Our research focuses on vulnerabilities of machine learning-enabled systems, on methodologies for detecting attacks and on methodologies for making the systems robust to attacks. We have developed detection algorithms for physically realizable adversarial attacks (patch attacks) against computer vision algorithms, as well as algorithms for robustness against such attacks. We have developed detectors for attacks against cooperative multi-agent reinforcement learning as well as methodology for training robust cooperative multi-agent reinforcement policies. Our work combines theory with algorithm development and experimental validation.

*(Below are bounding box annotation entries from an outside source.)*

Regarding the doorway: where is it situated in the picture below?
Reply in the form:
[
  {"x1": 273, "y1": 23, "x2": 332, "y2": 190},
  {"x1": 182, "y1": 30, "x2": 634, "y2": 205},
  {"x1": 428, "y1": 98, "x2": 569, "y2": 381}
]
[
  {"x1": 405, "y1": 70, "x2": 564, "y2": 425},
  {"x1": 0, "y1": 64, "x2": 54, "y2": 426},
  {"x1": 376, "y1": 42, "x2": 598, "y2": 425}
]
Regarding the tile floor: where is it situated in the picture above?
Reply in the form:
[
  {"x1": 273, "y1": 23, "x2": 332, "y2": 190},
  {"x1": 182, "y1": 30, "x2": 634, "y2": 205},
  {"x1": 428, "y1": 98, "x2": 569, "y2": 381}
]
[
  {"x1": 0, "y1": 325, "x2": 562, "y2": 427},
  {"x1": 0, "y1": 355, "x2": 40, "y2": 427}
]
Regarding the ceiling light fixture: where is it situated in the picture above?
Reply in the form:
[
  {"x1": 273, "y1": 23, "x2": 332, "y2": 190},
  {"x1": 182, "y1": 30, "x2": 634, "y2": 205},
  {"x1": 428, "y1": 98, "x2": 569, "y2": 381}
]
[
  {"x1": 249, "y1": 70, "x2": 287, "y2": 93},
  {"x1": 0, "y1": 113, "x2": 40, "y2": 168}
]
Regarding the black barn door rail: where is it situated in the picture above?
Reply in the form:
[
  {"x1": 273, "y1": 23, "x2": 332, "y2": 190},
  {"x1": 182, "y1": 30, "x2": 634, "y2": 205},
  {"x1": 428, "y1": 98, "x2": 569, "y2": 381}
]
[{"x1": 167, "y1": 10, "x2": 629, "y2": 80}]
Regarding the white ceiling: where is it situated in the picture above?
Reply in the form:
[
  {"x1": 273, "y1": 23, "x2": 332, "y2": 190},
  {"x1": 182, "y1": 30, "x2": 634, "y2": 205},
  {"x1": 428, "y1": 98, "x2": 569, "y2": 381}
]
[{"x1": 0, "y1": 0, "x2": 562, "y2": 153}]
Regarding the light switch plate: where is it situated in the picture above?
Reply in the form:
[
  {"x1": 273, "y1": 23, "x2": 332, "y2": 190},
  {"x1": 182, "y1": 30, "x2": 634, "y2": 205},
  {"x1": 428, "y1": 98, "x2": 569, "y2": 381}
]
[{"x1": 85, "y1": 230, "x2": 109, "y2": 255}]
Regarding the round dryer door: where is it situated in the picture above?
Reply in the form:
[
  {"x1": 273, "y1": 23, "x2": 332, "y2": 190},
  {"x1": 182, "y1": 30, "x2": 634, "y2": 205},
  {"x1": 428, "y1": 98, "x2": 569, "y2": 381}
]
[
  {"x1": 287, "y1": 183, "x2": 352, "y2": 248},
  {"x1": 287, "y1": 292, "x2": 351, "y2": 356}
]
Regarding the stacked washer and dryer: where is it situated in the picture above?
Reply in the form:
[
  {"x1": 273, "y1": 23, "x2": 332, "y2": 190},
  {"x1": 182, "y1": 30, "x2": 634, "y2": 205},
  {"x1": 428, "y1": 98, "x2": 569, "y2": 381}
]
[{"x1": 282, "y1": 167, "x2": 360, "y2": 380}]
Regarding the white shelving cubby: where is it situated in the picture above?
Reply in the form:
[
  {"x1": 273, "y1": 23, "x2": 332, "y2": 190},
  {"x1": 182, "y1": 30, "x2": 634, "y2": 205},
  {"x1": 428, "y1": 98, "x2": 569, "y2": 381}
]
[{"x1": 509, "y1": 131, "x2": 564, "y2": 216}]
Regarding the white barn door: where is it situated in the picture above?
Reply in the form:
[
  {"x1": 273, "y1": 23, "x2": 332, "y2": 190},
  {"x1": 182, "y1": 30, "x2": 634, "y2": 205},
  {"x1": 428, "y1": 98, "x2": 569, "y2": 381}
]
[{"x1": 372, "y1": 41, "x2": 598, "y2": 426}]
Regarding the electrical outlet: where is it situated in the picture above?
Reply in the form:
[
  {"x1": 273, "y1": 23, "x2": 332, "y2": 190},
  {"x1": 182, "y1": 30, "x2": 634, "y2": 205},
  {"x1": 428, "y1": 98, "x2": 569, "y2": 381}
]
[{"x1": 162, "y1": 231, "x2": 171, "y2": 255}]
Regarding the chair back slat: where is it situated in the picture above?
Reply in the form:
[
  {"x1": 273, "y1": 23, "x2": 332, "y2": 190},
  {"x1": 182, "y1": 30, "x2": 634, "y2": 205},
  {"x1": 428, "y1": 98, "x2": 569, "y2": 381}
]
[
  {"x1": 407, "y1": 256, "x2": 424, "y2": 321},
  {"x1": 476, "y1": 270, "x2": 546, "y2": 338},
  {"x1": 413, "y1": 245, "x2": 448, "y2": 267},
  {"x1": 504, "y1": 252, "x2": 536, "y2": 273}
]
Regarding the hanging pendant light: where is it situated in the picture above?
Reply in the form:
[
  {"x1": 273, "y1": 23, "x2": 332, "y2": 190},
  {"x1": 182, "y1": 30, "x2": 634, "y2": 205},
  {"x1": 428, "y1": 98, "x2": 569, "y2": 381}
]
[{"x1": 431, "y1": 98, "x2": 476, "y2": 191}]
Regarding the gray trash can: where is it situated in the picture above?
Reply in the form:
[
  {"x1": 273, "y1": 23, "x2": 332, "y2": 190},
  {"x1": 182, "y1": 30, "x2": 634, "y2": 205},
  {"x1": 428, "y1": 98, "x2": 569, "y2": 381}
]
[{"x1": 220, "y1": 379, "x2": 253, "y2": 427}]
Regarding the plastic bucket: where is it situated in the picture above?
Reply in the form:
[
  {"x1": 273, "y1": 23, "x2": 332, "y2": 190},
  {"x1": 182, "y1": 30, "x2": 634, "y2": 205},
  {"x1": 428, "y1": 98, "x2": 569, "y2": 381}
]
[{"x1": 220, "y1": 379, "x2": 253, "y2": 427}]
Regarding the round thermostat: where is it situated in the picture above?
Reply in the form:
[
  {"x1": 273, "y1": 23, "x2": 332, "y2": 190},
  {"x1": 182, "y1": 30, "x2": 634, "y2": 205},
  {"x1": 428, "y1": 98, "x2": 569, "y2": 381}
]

Edge computing brings computing and storage resources closed to the network edge, potentially enabling a wide range of novel applications and services on energy-constrained Internet of things devices, including cooperative autonomous systems, computer vision-based services, automated surveillance for public safety, etc. Our research has focused on the joint management of communication and computing resources at the network edge, joint pricing and resource management for edge services and on performance isolation for machine learning workloads at the edge. Our work provides algorithmic solutions to these problems through methodological contributions in the area of distributed optimization, game theory, and machine learning, combined with trace-based and experimental evaluations.

Cyber-physical systems are pervasive in modern society, from electric power systems to unmanned aerial vehicles. They are physical systems that are monitored, controlled and managed by IT systems, and thus they heavily rely on communication and computing infrastrures. Our research has focused on exploring the vulnerabilities of cyber-physical systems, including electric power systems as well as unmanned aerieal vehicles, and on developing methodologies for mitigating the impact of potential attacks on these systems. We have contributed to the characterization of vulnerabilities in power system state estimation, time synchronization in power systems, as well as to the detection of attacks combining methodologies including time series analysis, machine learning, optimization and game theory.

Intrusion detection and response are essential for protecting modern networked systems from sophisticated adversaries. Our work studies problems including the detection of anomalous behavior in network traffic, identifying and localizing attackers in complex networked systems, and designing mechanisms that support effective semi-autonomous threat response, taking into account that threat response involves human interaction. Our work combines principled modeling and learning approaches, ranging from sequential hypothesis testing and active learning to transformer based approaches to anomaly detection, developing mechanisms that can significantly improve detection speed, precision, and robustness against sophisticated attacks.

Content delivery systems are a key component of the Internet, enabling scalable distribution of large volumes of content such as video streams to millions of users. Our work focuses on the design and analysis of peer-to-peer (P2P) streaming and content distribution systems, addressing problems such as overlay topology design, incentive mechanisms, robustness to churn, and efficient resource allocation. Our results provide algorithms and analytical models that improve scalability, stability, and resilience of P2P streaming and content delivery systems, including Bittorrent like systems, demonstrating that decentralized architectures can deliver high performance while reducing infrastructure costs.

As the demands on our communication infrastructures continue to rise, it becomes increasingly important that they operate with maximum efficiency. In wireless networks, it becomes critical to manage radio resources, such as transmit powers and shared spectrum. In data networks, it becomes essential to understand how the data traffic flows and fluctuates to direct the data from source to destination in the most efficient way. We have worked with both wired and wireless data networks, with a particular focus on the design of distributed resource management mechanisms which allow these networks to operate close to their practical capacity.